Но были и трудности. Разные взгляды на порядок, на шум, на темп жизни. Марк мог часами молчать, если ему было плохо, а Вивиан не всегда умела читать тишину. Марк стал поздно возвращаться, втянутый в светскую жизнь. Она же предпочитала оставаться в тени, устав от вечных масок и галдежа. Иногда по утрам они смотрели друг на друга как незнакомцы, уставшие от бессонных ночей, недосказанностей, от тихих сомнений, подступающих к горлу. Но потом всё утихало. Вивиан готовила завтрак, Марк расставлял посуду на стол. И в этом утреннем ритуале было что-то незыблемое. Пока ещё. Со временем между ними возникло что-то едва уловимое – тонкая плёнка отчуждения, словно невидимое стекло, которое разделяло даже тогда, когда они сидели рядом.
После назначения главным редактором жизнь Марка изменилась стремительно. В его графике больше не было случайных пауз, ленивых вечеров или возможности просто «побыть». Теперь каждая минута была чем-то занята: звонки, встречи, съёмки, светские вечера, интервью. Его новый ритм пульсировал, как столичный свет – ярко, дерзко, неумолимо.
Поначалу она радовалась его успехам. Гордость за Марка жила в ней, как тихий огонь. Но потом пришли вечера в одиночестве. Сообщения без ответа. Отменённые встречи. «Прости, не успел», «Сегодня с инвесторами», «Съёмка затянулась». Она не винила его – по крайней мере, старалась. Но сердце сжималось каждый раз, когда он смотрел на неё усталыми глазами, не замечая, как изменилась её прическа, как долго она выбирала те духи, что теперь ускользали мимо его внимания.

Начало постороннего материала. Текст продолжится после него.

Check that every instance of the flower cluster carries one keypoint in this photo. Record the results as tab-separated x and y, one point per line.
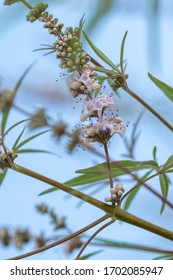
68	47
116	193
38	119
69	50
104	125
83	82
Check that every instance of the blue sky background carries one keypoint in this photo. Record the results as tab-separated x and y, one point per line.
148	49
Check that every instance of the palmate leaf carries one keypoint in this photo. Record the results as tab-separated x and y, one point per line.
122	52
14	125
99	172
133	194
100	54
16	147
164	183
167	90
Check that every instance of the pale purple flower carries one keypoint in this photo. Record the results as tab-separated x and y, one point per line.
100	103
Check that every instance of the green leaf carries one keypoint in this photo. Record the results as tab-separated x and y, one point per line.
168	164
81	24
133	194
122	52
99	172
130	198
100	54
14	125
2	176
18	139
167	90
164	183
87	256
30	138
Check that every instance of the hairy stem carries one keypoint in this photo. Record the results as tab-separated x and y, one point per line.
56	243
93	235
111	210
99	204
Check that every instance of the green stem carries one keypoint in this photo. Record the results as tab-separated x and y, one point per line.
97	203
26	4
112	211
56	243
108	165
92	236
134	95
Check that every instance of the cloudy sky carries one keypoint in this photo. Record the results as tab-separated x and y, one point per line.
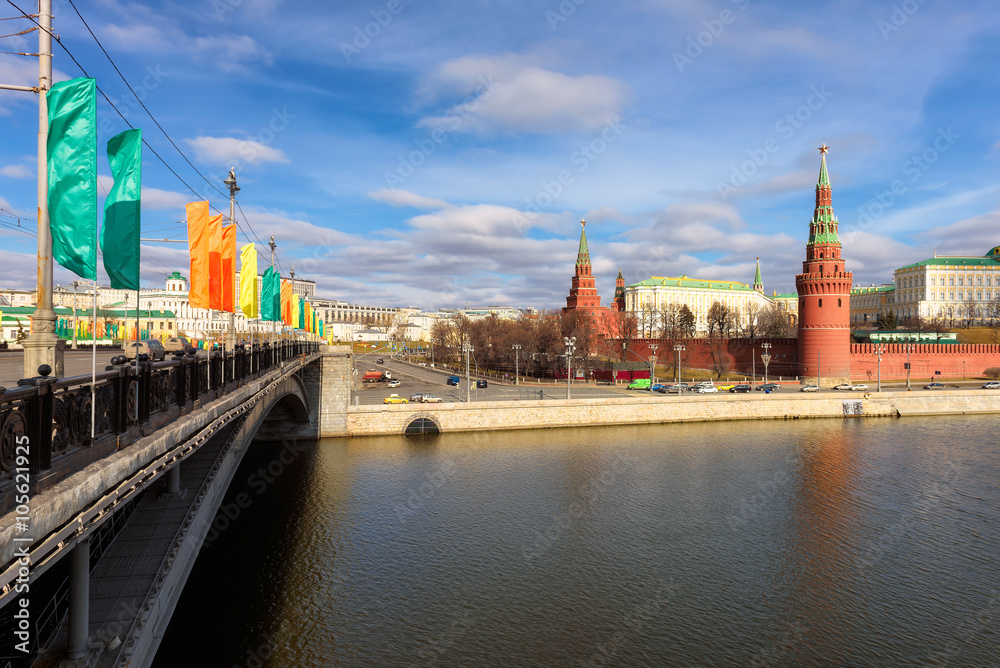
437	153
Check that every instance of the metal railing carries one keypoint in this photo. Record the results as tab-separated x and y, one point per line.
133	399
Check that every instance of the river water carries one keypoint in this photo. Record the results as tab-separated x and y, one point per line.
861	543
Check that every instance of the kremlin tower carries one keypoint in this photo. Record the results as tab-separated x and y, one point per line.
583	290
824	288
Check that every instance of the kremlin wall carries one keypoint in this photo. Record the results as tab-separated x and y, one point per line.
823	350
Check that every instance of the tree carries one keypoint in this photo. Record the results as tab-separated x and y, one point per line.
687	321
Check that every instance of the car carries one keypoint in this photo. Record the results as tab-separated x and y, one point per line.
175	343
150	347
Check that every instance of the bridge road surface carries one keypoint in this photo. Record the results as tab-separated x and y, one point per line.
75	362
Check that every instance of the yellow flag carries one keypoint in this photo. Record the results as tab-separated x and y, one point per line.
249	297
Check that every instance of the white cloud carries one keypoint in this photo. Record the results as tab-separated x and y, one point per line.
17	172
399	198
228	151
509	94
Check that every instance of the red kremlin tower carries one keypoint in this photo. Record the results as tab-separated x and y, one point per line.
583	291
824	288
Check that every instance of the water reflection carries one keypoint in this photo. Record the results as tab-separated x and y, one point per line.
778	543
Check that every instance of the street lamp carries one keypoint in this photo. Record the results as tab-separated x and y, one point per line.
907	347
765	358
679	349
652	366
879	351
467	348
516	348
570	344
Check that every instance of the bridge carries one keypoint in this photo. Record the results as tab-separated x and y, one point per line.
109	485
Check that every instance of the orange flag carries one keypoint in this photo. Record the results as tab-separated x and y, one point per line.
199	240
215	262
286	302
229	268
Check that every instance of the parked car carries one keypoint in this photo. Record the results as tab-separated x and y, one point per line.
175	343
151	347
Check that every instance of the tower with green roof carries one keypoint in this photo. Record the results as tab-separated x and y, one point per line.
583	289
824	289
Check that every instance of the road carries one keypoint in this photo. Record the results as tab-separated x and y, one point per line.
416	379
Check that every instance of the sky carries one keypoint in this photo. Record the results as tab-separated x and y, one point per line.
441	154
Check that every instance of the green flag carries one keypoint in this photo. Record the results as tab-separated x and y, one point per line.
72	167
120	234
269	296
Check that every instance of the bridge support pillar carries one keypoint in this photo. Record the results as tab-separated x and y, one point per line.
79	601
174	479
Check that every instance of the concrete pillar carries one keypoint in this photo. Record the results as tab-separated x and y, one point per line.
79	601
174	479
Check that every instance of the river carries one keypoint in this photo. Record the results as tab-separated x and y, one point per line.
861	543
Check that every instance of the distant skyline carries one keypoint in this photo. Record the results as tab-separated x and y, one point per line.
433	154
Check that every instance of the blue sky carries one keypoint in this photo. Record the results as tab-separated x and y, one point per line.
441	153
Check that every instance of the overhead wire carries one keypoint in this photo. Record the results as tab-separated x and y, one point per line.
31	17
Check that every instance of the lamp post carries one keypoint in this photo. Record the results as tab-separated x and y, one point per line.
679	349
907	346
75	283
570	344
467	348
516	348
652	367
766	359
879	351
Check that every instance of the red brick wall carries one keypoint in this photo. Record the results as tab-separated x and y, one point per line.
954	361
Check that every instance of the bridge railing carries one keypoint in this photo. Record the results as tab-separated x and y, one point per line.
50	428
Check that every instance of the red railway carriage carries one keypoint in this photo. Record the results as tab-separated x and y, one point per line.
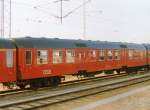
7	61
42	57
147	46
136	55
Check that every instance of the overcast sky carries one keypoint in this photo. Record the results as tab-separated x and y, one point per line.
106	20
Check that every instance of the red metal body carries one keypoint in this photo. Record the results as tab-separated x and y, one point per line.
7	74
86	63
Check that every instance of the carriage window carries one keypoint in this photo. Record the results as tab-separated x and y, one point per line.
149	53
117	54
42	57
130	54
57	56
28	57
110	54
9	58
101	55
70	56
93	53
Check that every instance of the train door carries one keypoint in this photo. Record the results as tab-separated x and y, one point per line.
81	56
124	56
28	58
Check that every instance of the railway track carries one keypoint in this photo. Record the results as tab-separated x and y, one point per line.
63	84
73	92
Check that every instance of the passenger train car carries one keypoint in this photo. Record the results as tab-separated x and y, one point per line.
44	61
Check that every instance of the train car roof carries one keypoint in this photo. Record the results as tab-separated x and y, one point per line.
134	46
7	44
147	46
28	42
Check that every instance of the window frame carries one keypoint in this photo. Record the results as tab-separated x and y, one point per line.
100	53
74	56
60	50
8	65
47	61
119	54
108	55
31	57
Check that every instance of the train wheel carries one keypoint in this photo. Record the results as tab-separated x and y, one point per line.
118	71
55	81
109	72
35	85
22	86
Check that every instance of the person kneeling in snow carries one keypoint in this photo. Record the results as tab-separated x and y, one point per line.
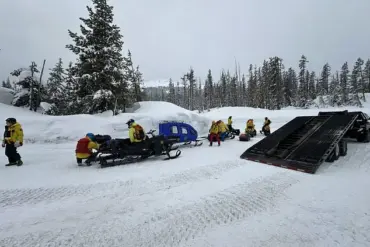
230	124
13	139
84	149
136	132
214	133
222	129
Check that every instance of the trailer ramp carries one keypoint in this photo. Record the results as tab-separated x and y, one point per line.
303	144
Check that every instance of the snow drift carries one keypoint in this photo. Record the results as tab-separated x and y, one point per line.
6	95
43	128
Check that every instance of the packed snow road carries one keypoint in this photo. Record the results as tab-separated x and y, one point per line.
208	197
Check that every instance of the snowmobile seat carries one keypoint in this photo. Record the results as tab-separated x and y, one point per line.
244	137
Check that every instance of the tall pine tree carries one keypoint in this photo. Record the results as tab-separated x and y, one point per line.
99	69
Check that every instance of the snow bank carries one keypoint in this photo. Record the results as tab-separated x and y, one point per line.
278	117
6	95
56	129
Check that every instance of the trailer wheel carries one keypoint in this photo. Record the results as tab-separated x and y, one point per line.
343	148
334	155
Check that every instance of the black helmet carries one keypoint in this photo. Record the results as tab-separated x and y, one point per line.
11	120
129	122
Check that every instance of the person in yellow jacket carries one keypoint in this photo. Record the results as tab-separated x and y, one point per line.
250	128
13	139
230	123
214	133
222	129
84	149
136	132
266	127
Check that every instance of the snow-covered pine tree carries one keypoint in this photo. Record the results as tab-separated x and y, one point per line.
192	88
8	84
133	78
30	93
334	90
99	67
290	87
344	84
355	86
243	92
276	84
366	74
233	91
55	89
252	88
185	93
311	86
264	85
171	96
323	85
223	89
303	83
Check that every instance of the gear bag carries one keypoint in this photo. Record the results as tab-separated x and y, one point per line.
139	132
83	146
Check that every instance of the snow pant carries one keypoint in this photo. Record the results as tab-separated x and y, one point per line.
213	136
12	153
88	160
223	136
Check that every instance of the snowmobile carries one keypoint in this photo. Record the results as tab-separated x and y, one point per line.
184	133
121	151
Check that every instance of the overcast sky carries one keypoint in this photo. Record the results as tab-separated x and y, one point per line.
166	37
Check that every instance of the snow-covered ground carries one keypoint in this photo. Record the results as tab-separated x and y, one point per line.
206	197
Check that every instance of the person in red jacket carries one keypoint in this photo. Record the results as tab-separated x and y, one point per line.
84	149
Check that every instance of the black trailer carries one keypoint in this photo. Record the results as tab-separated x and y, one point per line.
304	143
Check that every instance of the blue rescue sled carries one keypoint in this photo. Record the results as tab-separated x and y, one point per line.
183	132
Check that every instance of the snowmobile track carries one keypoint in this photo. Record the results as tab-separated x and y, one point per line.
19	197
170	227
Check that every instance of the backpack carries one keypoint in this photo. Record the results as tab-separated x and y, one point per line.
139	132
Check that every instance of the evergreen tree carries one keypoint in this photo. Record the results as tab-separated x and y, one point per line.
252	88
303	83
30	93
334	90
171	97
356	83
55	88
99	70
276	84
344	84
366	75
311	86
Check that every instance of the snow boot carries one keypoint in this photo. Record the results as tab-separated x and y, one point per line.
11	164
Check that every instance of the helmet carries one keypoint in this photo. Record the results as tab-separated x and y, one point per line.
11	120
91	136
129	122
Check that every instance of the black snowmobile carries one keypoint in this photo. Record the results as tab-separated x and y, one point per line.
117	152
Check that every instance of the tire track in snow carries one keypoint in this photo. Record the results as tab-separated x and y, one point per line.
169	227
19	197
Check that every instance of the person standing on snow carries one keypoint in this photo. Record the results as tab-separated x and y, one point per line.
230	124
84	149
13	139
266	127
136	132
222	128
214	134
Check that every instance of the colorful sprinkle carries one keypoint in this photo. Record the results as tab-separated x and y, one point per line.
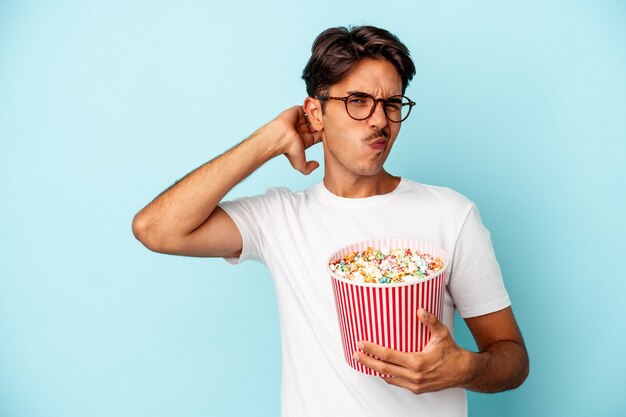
386	266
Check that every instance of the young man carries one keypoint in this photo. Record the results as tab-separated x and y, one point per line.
356	80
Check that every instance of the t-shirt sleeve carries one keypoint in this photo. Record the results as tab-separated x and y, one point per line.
252	215
476	283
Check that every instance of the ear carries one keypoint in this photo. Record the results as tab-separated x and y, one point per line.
313	108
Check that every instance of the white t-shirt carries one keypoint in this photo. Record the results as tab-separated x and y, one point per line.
295	233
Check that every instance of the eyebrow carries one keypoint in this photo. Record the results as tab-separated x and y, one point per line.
363	92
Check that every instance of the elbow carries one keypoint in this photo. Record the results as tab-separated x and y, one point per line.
144	233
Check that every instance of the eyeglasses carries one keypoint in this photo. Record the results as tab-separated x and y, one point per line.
361	106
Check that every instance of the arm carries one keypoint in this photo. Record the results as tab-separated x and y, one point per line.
500	364
185	219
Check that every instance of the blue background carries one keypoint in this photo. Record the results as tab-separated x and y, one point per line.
521	107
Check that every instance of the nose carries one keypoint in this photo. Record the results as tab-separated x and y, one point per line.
378	119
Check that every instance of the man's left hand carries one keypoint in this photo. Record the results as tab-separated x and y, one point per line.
441	363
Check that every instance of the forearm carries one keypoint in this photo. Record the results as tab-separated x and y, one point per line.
501	367
189	202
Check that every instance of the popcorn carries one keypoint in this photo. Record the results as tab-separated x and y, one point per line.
386	266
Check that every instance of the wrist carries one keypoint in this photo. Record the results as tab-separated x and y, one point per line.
270	140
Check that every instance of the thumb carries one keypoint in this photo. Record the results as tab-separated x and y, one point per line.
437	328
310	167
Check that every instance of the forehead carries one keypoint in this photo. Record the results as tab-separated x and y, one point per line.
376	77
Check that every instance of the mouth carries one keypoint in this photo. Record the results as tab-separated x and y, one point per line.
378	144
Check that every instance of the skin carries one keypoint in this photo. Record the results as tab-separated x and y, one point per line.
185	220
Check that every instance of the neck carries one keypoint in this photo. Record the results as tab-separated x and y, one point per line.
361	186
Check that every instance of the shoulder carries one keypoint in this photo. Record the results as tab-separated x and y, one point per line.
444	197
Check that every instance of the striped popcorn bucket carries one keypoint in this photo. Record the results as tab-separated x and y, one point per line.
386	314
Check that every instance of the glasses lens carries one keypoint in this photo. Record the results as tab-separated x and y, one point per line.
360	107
397	108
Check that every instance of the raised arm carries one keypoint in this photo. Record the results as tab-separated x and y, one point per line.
185	219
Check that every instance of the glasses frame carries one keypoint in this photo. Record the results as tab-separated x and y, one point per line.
411	103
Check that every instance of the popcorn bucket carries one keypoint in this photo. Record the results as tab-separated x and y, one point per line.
386	314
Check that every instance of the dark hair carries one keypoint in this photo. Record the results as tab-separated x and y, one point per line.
336	50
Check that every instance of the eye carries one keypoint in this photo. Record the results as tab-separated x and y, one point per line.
394	104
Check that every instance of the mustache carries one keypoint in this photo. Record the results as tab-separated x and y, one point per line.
376	135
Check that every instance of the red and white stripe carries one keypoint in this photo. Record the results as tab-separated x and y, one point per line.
386	314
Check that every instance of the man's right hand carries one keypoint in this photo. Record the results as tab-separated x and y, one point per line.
298	135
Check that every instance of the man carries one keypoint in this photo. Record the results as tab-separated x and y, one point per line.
356	80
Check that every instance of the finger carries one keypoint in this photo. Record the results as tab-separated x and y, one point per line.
309	134
381	366
387	355
437	328
298	161
402	383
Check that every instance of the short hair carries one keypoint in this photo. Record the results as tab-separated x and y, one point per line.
337	50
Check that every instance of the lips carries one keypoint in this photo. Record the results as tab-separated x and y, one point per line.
379	144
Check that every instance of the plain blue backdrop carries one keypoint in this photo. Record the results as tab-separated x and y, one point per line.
521	106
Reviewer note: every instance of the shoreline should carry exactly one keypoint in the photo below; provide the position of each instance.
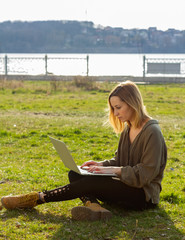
(142, 80)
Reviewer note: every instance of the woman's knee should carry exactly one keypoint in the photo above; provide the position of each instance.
(73, 176)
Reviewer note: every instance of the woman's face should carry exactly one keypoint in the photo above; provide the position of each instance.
(121, 109)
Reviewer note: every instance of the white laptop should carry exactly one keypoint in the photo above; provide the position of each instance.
(69, 162)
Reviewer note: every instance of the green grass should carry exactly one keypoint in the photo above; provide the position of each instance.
(32, 111)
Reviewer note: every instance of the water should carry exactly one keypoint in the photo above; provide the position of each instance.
(99, 64)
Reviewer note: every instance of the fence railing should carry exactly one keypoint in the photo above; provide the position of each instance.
(163, 66)
(22, 64)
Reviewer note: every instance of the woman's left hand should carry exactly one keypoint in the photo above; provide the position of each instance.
(100, 169)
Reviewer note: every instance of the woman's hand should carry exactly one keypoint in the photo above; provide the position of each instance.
(91, 163)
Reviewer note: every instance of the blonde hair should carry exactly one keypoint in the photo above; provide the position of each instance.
(129, 93)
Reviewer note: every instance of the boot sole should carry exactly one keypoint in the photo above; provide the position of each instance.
(82, 213)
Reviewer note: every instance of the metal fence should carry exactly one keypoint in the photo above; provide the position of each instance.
(163, 66)
(39, 65)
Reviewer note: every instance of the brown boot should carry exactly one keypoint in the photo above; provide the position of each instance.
(91, 212)
(20, 201)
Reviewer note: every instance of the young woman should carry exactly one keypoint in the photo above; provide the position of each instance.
(139, 164)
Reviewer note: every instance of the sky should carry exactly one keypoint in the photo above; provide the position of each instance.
(128, 14)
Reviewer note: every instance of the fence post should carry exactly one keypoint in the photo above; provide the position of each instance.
(6, 65)
(144, 60)
(46, 64)
(87, 58)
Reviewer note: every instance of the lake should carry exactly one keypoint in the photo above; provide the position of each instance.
(76, 64)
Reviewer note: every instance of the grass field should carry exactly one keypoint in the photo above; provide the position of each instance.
(75, 112)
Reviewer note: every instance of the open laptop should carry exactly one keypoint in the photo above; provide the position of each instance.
(69, 162)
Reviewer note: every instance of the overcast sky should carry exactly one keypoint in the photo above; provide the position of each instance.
(162, 14)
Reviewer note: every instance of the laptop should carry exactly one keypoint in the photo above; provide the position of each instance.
(69, 162)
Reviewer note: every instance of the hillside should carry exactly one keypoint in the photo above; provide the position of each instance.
(85, 37)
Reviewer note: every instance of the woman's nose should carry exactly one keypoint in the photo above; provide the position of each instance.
(115, 113)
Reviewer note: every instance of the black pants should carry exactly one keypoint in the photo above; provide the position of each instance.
(105, 189)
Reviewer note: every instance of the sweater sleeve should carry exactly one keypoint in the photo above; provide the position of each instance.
(150, 162)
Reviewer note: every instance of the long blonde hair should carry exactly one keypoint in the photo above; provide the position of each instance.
(130, 94)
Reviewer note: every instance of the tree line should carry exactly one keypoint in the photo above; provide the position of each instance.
(86, 37)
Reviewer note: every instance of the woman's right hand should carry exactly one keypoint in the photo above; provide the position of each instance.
(91, 163)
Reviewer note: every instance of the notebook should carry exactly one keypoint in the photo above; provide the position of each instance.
(69, 162)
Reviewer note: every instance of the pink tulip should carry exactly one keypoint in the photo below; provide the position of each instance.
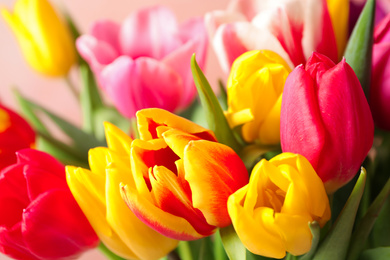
(380, 77)
(291, 28)
(326, 118)
(39, 217)
(145, 62)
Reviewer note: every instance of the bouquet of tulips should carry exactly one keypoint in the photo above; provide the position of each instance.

Они начали ссориться по мелочам. Не из-за чашек, разбросанных вещей или звонков ночью. А из-за тишины между ними. Из-за невысказанных тревог, которые копились в глубине души. Однажды Вивиан сказала: – Ты стал… другим. Я тебя почти не вижу.
Марк пожал плечами, уставившись в экран телефона: – Я просто устал. Всё это – временно. Мы справимся.
Она думала – в его голосе не было уверенности. Только привычка. И отчётливая боль, что всё больше росла в ней: она теряла его. Мягко, постепенно, как теряют старую вещь, что отдаляется и тускнеет, пока не исчезнет совсем.
Для Марка это действительно было временно.
Он не лгал, не пытался усыпить тревогу Вивиан – он верил в свои слова. Верил, что всё утрясётся, работа устаканится, новый ритм станет привычным. Он надеялся, что между ним и Вивиан всё сохранится, выстоит. Он держался за эту мысль, как за спасательный круг. Но в глубине себя Марк боялся. Не ссор, не разлуки – он боялся привязываться. До дрожи, до глухой боли в животе. Он не знал, как быть, когда кто-то рядом, по-настоящему, близко. Он не знал, как делиться собой. Потому что всё, что лежало под поверхностью – не должно было выйти в свет. Там были шрамы, тайны, травмы, которые он считал уродством. Он научился быть обаятельным, собранным, талантливым – но не научился быть открытым.
Вивиан ничего не знала о его прошлом. Почти ничего. Однажды, много месяцев назад, они сидели на её старом, скрипучем диване под мягким пледом, он был тогда тише обычного. Падал снег. Вивиан рассказывала что-то, смеялась, и вдруг замерла – в нём что-то изменилось. Будто фраза сказанная случайно, перестроила ход его мыслей.
Марк не смотрел на неё. Глаза были направлены в одну точку на стене.
– Мой отец… – сказал он тогда неожиданно. – Он избивал. Меня. Мою мать. Я… я рос в аду. Мама не выдержала и… я остался совсем один.